Thursday, February 11, 2021

How Long Is the Pandemic Likely to Last?

Environmental & Science Education, STEM, Health, Medicine, Society

Ed Hessler

One of the questions about the COVID-19 pandemic we would like answered is "how long will it last?" even though we know that we can't know the true answer. In the meantime we can seek out those who study pandemics and this pandemic and listen to their wise words about the future..

CNN Opinion, had a feature by Dr. Nicholas Christakis, physician and social scientist at Yale University. In this video (4m 30s) he discusses the legacy COVID-19 will leave in its wake and also discusses the future course of the disease.  His current research is mainly focused on two topics: (1) the social, mathematical, and biological rules governing how social networks form (“connection”), and (2) the social and biological implications of how they operate to influence thoughts, feelings, and behaviors (“contagion”).  This is a "darker" discussion than we perhaps want to hear but it is one that is likely closer to reality.

Do you need another reason than this video to want and seek a pharmaceutical intervention--a vaccination--and to take seriously and practice non-pharmaceutical interventions (making, social distancing, avoiding crowds and closed spaces, washing your hands, using hand-sanitizer). Attaining hedr immunity is going to require these daily practices.

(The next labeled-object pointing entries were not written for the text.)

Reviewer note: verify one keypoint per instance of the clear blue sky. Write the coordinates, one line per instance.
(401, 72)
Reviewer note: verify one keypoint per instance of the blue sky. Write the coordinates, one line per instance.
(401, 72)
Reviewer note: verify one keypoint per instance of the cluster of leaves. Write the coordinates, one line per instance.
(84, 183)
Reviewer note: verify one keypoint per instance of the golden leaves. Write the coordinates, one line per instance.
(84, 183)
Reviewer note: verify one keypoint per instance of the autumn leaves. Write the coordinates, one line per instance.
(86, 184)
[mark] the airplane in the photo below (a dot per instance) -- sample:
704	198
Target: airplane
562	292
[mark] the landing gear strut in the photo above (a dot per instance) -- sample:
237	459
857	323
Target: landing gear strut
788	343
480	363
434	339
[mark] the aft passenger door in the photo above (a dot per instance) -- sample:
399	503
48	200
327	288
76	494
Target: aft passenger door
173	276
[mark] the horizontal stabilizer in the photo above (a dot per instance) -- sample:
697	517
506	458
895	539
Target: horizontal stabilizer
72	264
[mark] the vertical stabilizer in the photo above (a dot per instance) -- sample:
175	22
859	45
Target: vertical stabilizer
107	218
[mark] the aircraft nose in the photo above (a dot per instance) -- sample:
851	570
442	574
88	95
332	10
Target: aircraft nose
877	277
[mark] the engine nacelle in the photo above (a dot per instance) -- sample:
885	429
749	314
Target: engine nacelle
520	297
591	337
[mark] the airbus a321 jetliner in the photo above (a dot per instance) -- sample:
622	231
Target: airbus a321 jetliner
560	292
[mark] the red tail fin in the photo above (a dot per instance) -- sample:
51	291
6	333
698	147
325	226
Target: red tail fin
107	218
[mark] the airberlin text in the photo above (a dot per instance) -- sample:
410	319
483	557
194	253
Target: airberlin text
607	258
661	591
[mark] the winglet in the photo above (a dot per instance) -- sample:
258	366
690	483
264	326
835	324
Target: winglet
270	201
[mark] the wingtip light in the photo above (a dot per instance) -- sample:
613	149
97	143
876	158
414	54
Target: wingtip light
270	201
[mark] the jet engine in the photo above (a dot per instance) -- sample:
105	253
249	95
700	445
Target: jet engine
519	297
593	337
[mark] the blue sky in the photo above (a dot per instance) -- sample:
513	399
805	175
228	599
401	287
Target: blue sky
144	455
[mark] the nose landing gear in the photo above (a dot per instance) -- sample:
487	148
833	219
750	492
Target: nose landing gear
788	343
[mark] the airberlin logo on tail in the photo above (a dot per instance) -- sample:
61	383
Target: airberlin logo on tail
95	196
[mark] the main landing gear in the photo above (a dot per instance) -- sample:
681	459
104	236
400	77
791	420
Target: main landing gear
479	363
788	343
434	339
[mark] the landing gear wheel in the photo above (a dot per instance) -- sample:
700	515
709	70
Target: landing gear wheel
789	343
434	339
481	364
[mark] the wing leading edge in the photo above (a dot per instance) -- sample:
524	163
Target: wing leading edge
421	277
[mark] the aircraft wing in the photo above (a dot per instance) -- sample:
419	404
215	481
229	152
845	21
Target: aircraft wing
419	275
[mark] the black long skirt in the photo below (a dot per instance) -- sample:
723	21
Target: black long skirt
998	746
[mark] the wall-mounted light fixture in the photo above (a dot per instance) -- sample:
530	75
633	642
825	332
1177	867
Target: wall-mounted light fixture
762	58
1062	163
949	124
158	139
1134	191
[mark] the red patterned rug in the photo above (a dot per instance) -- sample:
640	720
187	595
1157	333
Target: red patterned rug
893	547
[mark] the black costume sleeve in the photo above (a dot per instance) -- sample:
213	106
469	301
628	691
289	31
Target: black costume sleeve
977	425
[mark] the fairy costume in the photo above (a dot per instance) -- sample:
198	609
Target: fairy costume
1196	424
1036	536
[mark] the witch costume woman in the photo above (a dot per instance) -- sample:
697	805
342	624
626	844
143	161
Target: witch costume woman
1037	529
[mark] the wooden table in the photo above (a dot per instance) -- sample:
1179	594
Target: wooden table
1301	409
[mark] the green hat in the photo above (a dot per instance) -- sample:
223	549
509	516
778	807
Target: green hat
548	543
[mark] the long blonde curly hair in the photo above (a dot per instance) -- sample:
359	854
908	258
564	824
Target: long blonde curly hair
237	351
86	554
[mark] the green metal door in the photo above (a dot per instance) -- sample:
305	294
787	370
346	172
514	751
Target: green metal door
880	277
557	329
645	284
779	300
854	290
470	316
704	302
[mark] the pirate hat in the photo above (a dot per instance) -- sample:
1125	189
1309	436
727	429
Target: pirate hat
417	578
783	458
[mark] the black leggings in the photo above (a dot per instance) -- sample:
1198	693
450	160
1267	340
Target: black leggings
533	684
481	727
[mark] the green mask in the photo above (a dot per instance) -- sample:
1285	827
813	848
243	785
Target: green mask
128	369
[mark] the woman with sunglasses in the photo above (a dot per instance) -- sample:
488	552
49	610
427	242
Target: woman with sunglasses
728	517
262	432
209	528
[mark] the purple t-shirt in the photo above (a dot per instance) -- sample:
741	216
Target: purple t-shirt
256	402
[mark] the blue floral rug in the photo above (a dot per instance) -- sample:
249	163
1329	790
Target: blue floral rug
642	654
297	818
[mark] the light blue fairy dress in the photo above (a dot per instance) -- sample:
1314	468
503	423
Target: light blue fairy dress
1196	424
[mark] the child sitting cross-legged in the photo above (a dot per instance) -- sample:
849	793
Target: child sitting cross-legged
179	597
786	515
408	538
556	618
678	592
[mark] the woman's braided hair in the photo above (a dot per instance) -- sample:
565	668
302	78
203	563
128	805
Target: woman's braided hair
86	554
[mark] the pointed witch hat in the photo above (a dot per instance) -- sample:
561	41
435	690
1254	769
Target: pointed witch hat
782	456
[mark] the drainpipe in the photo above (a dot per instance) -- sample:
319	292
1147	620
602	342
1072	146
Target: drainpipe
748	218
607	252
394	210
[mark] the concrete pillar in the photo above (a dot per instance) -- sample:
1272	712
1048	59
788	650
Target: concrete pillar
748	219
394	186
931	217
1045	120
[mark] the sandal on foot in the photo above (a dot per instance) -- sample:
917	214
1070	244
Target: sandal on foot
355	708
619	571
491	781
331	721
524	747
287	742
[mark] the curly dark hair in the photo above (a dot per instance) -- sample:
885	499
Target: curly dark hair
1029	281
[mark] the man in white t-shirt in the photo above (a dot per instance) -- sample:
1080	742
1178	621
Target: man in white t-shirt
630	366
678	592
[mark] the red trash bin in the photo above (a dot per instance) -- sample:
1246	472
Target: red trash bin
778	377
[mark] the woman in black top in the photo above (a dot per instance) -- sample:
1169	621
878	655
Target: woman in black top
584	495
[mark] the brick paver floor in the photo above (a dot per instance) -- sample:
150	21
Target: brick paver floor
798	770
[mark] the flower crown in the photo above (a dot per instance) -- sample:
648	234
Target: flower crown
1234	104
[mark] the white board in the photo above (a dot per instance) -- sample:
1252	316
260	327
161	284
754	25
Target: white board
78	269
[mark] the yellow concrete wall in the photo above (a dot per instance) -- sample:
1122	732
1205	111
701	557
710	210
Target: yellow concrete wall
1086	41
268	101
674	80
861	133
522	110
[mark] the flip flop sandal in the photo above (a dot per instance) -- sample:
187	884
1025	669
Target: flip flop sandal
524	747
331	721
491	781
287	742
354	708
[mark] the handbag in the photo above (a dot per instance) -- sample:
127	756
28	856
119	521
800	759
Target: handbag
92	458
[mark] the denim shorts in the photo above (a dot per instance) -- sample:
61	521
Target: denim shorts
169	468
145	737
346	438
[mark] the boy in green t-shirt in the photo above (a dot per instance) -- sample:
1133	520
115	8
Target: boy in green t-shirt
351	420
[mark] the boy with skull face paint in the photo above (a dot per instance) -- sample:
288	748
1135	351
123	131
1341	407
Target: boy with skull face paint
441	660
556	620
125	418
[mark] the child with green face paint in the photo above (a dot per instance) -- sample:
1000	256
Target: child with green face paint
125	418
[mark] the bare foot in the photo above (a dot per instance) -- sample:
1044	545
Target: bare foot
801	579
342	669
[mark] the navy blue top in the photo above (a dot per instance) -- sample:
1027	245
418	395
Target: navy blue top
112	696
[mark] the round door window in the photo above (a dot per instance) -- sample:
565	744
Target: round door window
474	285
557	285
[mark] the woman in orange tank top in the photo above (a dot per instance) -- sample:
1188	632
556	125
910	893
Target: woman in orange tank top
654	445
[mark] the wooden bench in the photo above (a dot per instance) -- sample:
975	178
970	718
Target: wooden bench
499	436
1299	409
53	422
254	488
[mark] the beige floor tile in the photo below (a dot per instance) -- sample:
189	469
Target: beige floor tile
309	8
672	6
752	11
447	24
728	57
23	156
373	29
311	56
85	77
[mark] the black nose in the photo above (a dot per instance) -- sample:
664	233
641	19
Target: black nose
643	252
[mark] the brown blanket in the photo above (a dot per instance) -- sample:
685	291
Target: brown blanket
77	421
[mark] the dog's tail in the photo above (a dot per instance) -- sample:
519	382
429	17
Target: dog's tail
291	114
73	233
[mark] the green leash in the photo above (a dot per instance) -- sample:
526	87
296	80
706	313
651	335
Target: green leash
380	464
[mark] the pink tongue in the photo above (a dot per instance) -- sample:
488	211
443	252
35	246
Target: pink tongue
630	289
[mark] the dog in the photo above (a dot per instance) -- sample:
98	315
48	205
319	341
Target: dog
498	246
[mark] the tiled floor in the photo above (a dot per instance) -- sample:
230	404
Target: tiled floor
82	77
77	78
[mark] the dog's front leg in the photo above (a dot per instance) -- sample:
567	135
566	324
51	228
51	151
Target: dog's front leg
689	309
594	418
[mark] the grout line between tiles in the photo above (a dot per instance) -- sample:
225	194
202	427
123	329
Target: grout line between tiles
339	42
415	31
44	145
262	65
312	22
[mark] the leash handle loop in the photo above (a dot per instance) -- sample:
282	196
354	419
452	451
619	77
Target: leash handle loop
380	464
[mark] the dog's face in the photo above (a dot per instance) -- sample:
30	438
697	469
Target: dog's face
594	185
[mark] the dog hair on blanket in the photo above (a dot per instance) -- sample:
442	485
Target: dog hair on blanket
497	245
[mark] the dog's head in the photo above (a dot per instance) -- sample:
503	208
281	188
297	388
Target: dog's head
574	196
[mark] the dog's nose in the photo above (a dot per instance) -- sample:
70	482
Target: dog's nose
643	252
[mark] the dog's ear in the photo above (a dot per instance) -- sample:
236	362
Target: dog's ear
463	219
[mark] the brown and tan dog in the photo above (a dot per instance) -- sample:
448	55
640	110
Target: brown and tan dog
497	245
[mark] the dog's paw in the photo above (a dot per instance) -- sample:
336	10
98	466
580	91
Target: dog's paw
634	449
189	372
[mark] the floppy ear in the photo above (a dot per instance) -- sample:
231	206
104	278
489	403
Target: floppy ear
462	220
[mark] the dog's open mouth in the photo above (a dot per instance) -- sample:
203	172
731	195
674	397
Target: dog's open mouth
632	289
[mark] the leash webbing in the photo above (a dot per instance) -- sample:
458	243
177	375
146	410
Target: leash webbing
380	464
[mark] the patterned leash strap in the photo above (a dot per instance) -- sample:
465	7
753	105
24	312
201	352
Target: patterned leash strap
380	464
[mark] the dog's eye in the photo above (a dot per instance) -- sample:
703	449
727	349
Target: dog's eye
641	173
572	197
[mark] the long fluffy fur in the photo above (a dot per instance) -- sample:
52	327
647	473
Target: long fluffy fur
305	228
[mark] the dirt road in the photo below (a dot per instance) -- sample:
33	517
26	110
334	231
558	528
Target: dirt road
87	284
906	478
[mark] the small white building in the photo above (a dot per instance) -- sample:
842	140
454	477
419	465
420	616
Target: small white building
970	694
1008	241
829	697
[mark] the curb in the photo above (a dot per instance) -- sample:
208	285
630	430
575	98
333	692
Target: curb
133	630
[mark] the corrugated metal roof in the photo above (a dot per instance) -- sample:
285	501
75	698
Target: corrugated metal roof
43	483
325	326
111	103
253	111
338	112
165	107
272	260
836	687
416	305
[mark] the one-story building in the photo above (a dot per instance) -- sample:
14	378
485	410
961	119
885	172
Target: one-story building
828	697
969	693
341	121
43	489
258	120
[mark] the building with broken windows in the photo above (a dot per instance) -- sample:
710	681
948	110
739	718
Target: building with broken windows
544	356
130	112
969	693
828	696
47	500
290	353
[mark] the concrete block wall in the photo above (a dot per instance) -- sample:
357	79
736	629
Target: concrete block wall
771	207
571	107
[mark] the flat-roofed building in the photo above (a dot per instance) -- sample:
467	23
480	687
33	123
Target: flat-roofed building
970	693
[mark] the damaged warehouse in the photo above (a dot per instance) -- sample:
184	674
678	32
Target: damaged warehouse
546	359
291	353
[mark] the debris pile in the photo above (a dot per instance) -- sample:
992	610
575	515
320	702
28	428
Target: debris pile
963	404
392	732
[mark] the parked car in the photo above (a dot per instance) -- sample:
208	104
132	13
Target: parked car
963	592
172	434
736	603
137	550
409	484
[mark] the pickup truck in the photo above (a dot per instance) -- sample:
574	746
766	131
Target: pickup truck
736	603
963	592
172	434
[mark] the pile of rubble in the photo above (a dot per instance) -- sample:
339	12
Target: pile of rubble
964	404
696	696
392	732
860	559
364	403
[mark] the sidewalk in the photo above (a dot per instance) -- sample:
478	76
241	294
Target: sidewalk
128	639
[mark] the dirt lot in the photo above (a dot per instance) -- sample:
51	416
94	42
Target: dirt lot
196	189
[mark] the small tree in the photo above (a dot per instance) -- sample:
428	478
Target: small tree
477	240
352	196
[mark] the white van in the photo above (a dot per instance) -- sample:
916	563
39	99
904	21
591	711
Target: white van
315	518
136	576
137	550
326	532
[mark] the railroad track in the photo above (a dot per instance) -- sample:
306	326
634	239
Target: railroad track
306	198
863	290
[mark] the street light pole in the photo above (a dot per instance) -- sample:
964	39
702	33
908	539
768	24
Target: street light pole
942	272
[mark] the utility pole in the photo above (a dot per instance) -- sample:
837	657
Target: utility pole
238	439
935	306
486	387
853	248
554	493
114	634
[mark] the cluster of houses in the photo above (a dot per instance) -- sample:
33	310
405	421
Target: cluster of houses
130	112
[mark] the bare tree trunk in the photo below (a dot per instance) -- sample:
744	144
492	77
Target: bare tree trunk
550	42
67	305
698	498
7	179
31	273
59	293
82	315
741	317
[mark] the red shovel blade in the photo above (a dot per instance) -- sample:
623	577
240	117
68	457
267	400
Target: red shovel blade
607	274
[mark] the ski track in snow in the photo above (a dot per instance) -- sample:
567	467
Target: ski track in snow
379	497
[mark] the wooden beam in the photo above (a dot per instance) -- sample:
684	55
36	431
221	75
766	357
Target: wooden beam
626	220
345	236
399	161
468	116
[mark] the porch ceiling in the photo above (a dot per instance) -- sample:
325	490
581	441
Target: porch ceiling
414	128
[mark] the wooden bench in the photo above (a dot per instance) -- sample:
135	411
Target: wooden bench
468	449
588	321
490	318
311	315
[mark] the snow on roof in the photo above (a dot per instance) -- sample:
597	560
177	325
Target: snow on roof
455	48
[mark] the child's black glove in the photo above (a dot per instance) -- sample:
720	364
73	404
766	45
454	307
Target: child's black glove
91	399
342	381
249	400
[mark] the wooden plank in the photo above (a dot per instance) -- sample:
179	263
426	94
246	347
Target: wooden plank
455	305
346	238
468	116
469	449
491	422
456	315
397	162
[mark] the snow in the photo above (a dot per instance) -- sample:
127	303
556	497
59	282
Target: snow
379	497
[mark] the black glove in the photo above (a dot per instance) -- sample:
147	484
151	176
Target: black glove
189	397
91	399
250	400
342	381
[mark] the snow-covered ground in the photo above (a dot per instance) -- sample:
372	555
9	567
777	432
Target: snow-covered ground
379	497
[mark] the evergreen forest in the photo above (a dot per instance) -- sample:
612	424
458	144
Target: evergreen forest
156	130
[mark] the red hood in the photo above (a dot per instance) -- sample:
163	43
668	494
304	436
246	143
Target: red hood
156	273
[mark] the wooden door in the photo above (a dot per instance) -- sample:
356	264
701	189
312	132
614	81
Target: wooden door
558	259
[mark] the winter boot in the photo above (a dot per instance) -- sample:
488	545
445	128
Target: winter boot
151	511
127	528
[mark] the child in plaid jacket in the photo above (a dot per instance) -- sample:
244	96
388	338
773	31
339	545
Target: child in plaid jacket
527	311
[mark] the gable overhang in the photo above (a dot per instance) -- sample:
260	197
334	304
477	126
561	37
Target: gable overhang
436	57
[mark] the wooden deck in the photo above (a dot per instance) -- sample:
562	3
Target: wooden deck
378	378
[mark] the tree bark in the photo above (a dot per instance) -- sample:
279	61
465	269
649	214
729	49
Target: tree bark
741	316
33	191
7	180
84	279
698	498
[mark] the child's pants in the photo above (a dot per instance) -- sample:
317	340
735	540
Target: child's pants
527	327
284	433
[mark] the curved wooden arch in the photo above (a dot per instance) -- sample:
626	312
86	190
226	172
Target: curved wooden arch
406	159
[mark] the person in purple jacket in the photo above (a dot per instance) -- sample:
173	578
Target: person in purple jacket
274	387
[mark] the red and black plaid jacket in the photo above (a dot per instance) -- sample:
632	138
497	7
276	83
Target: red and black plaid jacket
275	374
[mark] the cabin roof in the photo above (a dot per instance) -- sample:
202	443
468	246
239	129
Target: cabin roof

Olga Khazan, staff writer for The Atlantic, notes this huge IF regarding herd immunity" "If the coronavirus vaccine is 75 percent effective--which would be excellent, considering that the flu shot is only about 50 percent effective--roughly two-thirds of the population would need to be effected, according to Paul Offit, the director of the Vaccine Education Center (VEC) at the Children's Hospital of Philadelphia. That number is enough to reach herd immunity--the level at which everyone is protected because there are not enough vulnerable to pass between." (Full article here.)

Keep in mind that Christakis set himself a difficult task. The virus is likely to surprise us as we engage with it in this cat-and-mouse game. It has no conscious strategies. The American Museum of Natural History explains (see VISTA) the basics of how natural selection works.

Of great concern is human impatience in the time it will take to get to the "new semi-normal."